Por Luis Alberto Comino San Juan

 

Daniel Veronese, ese genio argentino de la escena, lleva a las tablas del Canal de Madrid la obra cinematográfica que en 2016 se convirtió en la primera producción de Netflix fuera del ámbito de las series. Veronese consigue entrar en el difícil mundo de llevar toda la carga humana, con sus miserias y sus riquezas, al reducido espacio de una mesa de negociación. Como antes en “El método Grönholm” o en “Perfectos desconocidos” (cuya adaptación teatral corrió a cargo de Paolo Genovese, mismo director del film en Italia), unos individuos normales y corrientes se convierten en fieras descarnadas, una vez que sus secretos y sus miedos, quedan expuestos encima del tablero.
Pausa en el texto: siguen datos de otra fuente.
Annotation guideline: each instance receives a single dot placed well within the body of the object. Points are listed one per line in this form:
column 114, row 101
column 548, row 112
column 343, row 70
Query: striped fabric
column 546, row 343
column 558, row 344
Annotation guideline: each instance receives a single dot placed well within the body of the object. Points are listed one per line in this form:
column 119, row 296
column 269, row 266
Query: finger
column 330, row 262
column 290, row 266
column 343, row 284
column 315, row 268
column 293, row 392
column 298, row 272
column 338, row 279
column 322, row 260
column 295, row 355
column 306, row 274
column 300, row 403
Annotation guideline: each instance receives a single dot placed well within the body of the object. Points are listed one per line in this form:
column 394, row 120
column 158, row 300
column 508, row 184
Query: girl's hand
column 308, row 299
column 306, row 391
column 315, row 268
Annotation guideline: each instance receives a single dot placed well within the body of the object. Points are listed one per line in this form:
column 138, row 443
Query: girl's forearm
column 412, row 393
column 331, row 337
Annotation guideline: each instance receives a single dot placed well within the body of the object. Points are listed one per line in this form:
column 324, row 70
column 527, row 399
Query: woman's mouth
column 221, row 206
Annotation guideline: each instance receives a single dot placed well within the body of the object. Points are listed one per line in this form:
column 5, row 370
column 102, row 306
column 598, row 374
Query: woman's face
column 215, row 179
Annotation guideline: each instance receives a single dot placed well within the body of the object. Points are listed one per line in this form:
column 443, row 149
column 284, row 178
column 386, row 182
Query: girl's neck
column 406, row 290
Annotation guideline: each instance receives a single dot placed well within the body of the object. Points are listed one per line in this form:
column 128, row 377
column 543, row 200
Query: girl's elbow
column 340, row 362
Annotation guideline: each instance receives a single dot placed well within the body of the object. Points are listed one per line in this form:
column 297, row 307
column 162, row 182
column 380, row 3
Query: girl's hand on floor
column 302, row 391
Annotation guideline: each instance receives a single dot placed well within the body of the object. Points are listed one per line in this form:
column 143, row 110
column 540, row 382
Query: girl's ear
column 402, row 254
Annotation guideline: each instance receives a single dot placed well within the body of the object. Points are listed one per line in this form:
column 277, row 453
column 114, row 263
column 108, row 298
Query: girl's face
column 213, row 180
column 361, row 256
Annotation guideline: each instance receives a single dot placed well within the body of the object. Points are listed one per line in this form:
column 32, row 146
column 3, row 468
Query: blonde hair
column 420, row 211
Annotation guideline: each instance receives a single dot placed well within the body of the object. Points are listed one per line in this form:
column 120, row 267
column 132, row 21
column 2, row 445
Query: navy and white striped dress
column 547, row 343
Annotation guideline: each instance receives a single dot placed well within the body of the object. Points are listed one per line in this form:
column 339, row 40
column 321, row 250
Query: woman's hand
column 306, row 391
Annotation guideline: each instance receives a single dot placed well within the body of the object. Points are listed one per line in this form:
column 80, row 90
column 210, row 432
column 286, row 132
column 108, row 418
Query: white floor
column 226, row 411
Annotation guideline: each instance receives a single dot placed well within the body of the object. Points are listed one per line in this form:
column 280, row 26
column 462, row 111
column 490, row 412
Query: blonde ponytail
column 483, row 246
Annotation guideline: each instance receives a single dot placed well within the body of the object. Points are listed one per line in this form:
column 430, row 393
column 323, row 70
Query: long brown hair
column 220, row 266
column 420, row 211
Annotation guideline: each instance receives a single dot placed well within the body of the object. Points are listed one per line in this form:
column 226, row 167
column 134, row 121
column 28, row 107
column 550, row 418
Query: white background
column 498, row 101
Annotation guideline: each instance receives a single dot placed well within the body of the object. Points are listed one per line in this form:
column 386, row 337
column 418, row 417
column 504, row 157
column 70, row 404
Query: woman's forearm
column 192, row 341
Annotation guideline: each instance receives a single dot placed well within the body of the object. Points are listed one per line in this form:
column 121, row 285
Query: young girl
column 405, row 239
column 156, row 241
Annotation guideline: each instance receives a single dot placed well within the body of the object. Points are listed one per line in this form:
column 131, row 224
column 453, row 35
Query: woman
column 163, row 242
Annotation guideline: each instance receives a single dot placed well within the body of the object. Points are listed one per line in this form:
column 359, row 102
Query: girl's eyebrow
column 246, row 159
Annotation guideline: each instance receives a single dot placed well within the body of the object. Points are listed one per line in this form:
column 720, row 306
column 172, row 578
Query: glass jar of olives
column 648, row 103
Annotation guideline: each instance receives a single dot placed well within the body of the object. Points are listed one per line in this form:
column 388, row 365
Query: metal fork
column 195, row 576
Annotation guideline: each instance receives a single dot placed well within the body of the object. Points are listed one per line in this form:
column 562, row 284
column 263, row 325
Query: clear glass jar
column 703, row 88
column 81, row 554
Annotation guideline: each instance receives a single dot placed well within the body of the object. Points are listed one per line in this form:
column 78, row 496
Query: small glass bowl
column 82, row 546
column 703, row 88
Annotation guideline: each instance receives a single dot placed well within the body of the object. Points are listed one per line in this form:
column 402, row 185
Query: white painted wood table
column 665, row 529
En 7 años se combina espléndidamente el drama con tintes negros con la intriga psicológica de final inesperado, aderezado con una espléndida interpretación de los actores.

 

Cuatro socios de una empresa, desesperados en busca de una solución a su problema: quién de ellos va a ir a la cárcel, haciéndose responsable de un delito contra la Hacienda y de evasión de capitales que, desde el inicio, sabemos que han cometido los cuatro. Para ello introducen en su círculo a un extraño, un mediador, cuya intervención es, a la postre, devastadora en su relación de amistad y compañerismo que inicialmente nos hacen creer, pero que es inmediatamente volatilizada por la gestión de ese individuo, que no juzga, que no es parte, pero que con habilidad, va desnudando todos los bajos instintos,  las miserias de cada uno de ellos, empeñados en no asumir esos 7 años de cárcel que, condenando a uno, salva a los otros tres.
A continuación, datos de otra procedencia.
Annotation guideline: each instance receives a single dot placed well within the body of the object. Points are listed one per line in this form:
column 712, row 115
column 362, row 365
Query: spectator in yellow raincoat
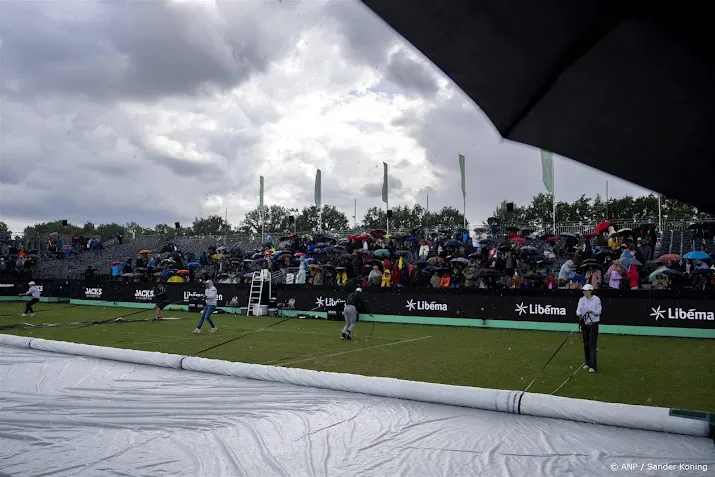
column 386, row 278
column 341, row 277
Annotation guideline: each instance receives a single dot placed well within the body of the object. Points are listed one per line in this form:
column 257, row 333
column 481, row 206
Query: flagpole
column 465, row 210
column 387, row 204
column 553, row 195
column 263, row 223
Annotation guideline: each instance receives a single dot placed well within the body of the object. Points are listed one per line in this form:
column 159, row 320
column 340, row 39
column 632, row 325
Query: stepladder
column 258, row 281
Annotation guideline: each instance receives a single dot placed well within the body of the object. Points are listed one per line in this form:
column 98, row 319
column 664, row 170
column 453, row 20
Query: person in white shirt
column 589, row 314
column 211, row 301
column 34, row 293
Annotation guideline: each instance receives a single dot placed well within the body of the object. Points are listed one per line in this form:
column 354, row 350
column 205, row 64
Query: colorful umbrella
column 602, row 227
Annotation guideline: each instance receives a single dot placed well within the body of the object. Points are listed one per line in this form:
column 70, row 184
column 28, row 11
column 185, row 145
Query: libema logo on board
column 328, row 302
column 532, row 309
column 681, row 314
column 423, row 305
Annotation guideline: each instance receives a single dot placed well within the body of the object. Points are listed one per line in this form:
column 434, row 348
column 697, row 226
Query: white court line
column 272, row 330
column 354, row 350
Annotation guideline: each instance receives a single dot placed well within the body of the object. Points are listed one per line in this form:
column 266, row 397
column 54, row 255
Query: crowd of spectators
column 15, row 259
column 487, row 258
column 77, row 244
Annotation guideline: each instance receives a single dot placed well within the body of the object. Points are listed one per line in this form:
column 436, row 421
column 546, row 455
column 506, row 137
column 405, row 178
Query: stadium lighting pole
column 553, row 197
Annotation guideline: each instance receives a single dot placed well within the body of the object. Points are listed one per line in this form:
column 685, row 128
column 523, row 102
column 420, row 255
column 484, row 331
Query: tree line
column 277, row 218
column 589, row 210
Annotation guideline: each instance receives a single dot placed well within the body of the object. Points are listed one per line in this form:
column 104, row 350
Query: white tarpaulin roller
column 70, row 414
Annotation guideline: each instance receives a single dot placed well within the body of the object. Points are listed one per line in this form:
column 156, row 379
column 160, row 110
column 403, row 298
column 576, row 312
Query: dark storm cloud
column 185, row 168
column 139, row 50
column 412, row 76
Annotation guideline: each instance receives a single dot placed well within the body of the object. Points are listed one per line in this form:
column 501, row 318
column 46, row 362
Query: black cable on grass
column 239, row 337
column 552, row 357
column 119, row 318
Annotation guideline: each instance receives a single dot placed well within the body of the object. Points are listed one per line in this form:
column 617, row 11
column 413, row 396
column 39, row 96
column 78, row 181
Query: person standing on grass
column 34, row 292
column 159, row 301
column 211, row 301
column 353, row 306
column 589, row 314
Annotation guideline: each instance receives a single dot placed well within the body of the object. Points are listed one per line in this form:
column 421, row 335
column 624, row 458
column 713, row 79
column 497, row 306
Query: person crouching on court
column 34, row 292
column 589, row 314
column 211, row 295
column 353, row 305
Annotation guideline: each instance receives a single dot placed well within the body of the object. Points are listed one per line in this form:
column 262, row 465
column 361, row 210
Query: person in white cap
column 211, row 301
column 589, row 314
column 353, row 306
column 34, row 292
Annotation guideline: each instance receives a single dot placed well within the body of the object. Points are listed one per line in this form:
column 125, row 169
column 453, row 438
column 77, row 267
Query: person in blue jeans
column 211, row 301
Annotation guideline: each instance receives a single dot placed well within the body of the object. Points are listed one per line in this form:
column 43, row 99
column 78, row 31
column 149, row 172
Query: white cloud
column 179, row 115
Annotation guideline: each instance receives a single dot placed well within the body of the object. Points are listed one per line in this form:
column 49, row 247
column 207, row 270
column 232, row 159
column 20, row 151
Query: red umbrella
column 603, row 226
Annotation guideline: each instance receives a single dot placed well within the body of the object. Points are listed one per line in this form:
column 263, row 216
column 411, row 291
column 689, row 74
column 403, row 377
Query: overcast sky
column 157, row 112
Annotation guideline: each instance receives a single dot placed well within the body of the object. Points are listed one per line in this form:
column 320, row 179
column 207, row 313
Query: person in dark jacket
column 353, row 306
column 160, row 301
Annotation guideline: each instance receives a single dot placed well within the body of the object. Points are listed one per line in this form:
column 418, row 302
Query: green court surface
column 657, row 371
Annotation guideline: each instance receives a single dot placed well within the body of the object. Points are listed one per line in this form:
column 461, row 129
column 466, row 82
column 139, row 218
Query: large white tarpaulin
column 75, row 415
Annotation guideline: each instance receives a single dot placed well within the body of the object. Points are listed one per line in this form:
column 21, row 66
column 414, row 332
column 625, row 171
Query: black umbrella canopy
column 604, row 82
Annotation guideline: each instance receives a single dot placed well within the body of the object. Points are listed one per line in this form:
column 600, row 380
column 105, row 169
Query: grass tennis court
column 668, row 372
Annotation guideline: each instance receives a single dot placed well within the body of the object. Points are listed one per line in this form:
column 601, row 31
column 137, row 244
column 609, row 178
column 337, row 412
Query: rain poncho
column 300, row 279
column 567, row 269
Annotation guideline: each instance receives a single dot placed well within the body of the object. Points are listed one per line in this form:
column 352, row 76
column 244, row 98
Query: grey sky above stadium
column 157, row 112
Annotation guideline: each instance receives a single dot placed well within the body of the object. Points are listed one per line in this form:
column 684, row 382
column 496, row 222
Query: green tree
column 374, row 218
column 447, row 218
column 135, row 228
column 107, row 231
column 276, row 221
column 517, row 216
column 44, row 229
column 333, row 219
column 211, row 225
column 403, row 217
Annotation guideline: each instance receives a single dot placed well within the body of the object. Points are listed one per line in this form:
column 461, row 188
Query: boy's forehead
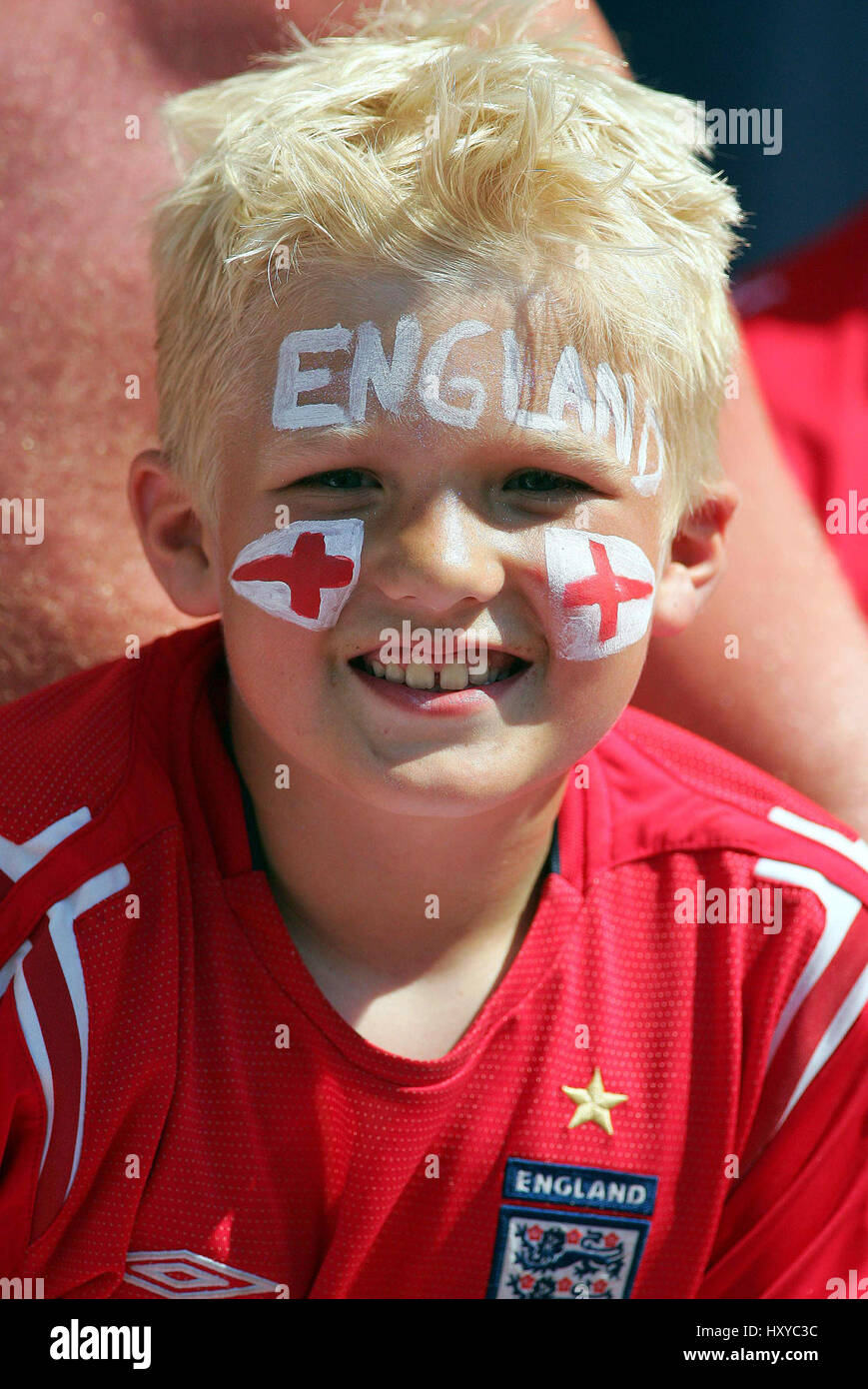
column 539, row 314
column 345, row 362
Veronese adapta la obra cinematográfica y la dota de una atmósfera en la que el espectador se engancha. Ya desde el principio sabe que no todo es lo que parece, y donde el dinero parece imperar sobre cualquier otra cosa. Los actores están todos geniales en su papel, desde ese monstruo de las tablas como es Miguel Rellán, capaz de emocionarnos tiernamente en “Cartas de amor”, y que aquí interpreta de forma comedida y precisa al mediador intruso, un individuo desaliñado, despistado y aparentemente torpe, que irá recorriendo un camino que nos lo mostrará como un maestro en el arte de ir desenvolviendo almas. Está acompañado por Daniel Pérez Prada, al que su físico no impide mostrarnos un personaje fuerte, cruel y ambicioso, consciente de su inferioridad en el organigrama de la empresa y que lucha con saña  por salvar su cuello. Carmen Ruiz, una mujer atractiva y sin escrúpulos, atrapada en un mundo que le ha negado el amor y la maternidad a cambio de dinero. Juan Carlos Vellido (que ya compartió cartel con Carmen en “Bajo Terapia”), que interpreta al cerebro gris de la empresa; un individuo egoísta, camuflada en eficacia empresarial, que no duda en arrastrar al fango a sus compañeros en aras de unos beneficios empresariales y de mantener su control sobre ellos. Y Eloy Azorín (que en su día me sorprendió y maravilló en su papel de Brick en “Una gata sobre un tejado de zinc caliente”), que aquí incorpora a un personaje  en el fondo frágil fuera de su hábitat natural, que son la informática y los programas, y que intenta sobrevivir en un entorno donde no está cómodo ni entiende.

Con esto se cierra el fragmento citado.